Unfortunately, the Iraqi army soldiers had graffitied their checkpoint with the name of the ancient Shiite religious cleric who had incited the centuries long conflict between the Shiite sect and the Sunni sect. The message was clear; Shiite Iraqi army soldiers were thumbing their noses at the Sunnis they were supposedly "protecting" from sectarian violence.

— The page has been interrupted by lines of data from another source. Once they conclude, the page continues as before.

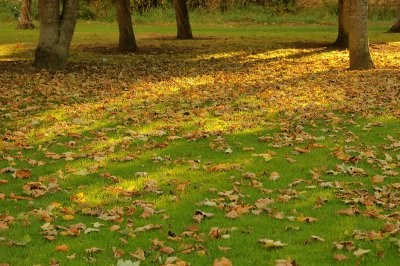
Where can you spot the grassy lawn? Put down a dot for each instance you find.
(200, 149)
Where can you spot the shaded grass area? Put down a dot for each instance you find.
(196, 116)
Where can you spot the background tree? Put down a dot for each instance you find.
(25, 20)
(360, 57)
(342, 40)
(396, 26)
(182, 20)
(127, 41)
(56, 31)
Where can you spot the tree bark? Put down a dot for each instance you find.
(127, 41)
(360, 57)
(56, 31)
(182, 20)
(396, 27)
(342, 40)
(25, 20)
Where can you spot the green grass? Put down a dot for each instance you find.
(226, 89)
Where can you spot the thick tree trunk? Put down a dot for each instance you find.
(127, 41)
(182, 20)
(25, 20)
(56, 31)
(396, 27)
(342, 40)
(360, 58)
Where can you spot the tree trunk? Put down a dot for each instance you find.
(182, 20)
(56, 31)
(127, 41)
(342, 40)
(360, 58)
(396, 27)
(25, 15)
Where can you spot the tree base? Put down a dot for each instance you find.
(51, 59)
(394, 29)
(362, 64)
(341, 43)
(26, 26)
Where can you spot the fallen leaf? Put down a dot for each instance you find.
(361, 252)
(376, 179)
(222, 262)
(22, 173)
(62, 248)
(270, 244)
(340, 257)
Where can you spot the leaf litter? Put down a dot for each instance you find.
(79, 124)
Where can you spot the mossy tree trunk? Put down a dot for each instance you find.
(25, 19)
(396, 27)
(360, 57)
(56, 31)
(127, 41)
(182, 20)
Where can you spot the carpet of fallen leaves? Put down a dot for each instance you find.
(123, 120)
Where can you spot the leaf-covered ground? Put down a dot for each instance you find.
(217, 151)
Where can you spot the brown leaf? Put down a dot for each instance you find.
(62, 248)
(274, 176)
(306, 219)
(167, 250)
(340, 257)
(270, 244)
(114, 228)
(22, 173)
(232, 214)
(360, 252)
(376, 179)
(138, 254)
(222, 262)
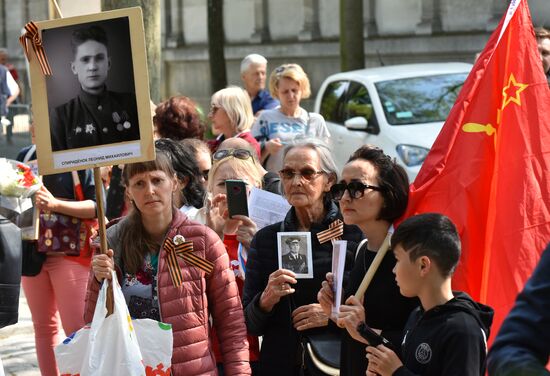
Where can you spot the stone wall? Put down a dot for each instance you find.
(301, 31)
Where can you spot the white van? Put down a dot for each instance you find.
(399, 108)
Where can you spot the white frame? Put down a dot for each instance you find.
(50, 162)
(305, 240)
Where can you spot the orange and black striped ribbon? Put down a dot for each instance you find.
(33, 34)
(183, 250)
(334, 232)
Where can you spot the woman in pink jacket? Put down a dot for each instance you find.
(139, 245)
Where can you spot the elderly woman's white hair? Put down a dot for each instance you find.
(327, 163)
(236, 103)
(252, 59)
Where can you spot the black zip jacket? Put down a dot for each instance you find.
(281, 352)
(449, 339)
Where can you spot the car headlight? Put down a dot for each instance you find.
(412, 155)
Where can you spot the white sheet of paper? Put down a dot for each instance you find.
(339, 248)
(266, 208)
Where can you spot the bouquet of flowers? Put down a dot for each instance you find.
(17, 179)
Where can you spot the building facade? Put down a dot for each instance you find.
(301, 31)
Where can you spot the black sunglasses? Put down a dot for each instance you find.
(306, 173)
(356, 189)
(237, 153)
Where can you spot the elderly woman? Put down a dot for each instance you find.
(178, 118)
(277, 305)
(138, 252)
(231, 116)
(277, 127)
(373, 193)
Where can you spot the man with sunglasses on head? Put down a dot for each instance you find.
(373, 193)
(240, 148)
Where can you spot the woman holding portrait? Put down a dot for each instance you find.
(277, 305)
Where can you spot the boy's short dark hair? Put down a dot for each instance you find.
(433, 235)
(84, 34)
(392, 179)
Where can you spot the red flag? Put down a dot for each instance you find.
(489, 169)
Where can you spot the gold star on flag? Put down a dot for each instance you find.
(512, 90)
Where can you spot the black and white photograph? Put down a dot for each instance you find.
(294, 251)
(91, 97)
(94, 109)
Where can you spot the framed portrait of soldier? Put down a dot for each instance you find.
(294, 252)
(94, 109)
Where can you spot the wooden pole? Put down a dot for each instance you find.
(102, 234)
(367, 279)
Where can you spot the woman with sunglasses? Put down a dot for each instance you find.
(280, 126)
(231, 116)
(373, 193)
(236, 232)
(277, 305)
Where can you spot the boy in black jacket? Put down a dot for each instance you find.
(446, 335)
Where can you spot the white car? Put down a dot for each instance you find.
(399, 108)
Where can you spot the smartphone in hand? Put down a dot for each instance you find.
(372, 337)
(237, 201)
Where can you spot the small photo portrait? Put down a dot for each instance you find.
(294, 251)
(94, 108)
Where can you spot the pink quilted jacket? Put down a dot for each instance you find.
(188, 308)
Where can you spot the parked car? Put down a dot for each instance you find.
(399, 108)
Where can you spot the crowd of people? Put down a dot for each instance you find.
(239, 312)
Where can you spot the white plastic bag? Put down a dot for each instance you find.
(111, 346)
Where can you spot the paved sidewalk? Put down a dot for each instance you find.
(17, 349)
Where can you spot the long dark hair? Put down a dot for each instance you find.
(135, 241)
(186, 167)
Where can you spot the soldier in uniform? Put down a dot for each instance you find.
(96, 116)
(294, 260)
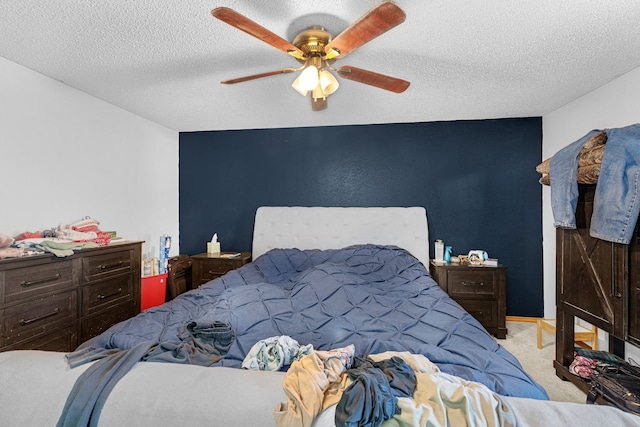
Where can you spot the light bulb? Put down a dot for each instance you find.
(309, 78)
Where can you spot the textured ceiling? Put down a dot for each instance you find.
(163, 60)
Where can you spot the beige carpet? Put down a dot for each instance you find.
(521, 342)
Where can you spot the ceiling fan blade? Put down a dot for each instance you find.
(318, 104)
(250, 27)
(259, 76)
(382, 81)
(379, 20)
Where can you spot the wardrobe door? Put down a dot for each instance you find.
(592, 273)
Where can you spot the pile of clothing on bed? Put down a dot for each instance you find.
(61, 241)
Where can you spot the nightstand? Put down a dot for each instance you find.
(207, 267)
(478, 289)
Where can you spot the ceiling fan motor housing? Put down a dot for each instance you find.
(312, 41)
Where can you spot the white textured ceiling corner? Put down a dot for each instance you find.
(163, 60)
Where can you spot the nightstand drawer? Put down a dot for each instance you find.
(475, 282)
(207, 267)
(215, 267)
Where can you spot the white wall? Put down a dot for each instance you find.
(65, 155)
(615, 104)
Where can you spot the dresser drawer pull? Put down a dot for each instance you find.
(26, 283)
(472, 283)
(35, 319)
(119, 291)
(109, 266)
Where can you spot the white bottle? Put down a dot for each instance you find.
(439, 251)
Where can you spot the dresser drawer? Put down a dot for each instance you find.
(96, 267)
(100, 295)
(486, 312)
(92, 326)
(22, 283)
(476, 282)
(40, 316)
(65, 339)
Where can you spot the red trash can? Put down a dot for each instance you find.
(154, 289)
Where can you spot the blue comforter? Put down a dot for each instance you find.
(378, 298)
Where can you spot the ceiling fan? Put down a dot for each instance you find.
(316, 49)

I thought that illustrated the dual levels of the problem we're facing. First, we were too stupid to recognize that our message conveyed the opposite of what we intended to convey. That was particularly ignorant since the main issue they were addressing was Sunni/Shiite strife. The bigger problem, however, was that the reality wasn't that the primarily Shiite Iraqi army wasn't seen as adequately protecting the Sunnis, the main problem was the the Iraqi/Shiite forces WERE NOT adequately protecting the Sunnis. You can't paper over that problem with "good news" propaganda.

It's the same principle as waging a campaign to deny global warming, or claiming that victory is just around the corner in places like Iraq or Vietnam, or claiming to be winning the "war on terror," or pledging to "stay the course until we win." I agree that our efforts have been dismal but even effective propaganda must have it's genesis in reality and truth or it will fail. And when it fails it will destroy what truth it held as well as exposing the many falsehoods.

You can't paint a car with a bad engine and expect it to get you from here to there.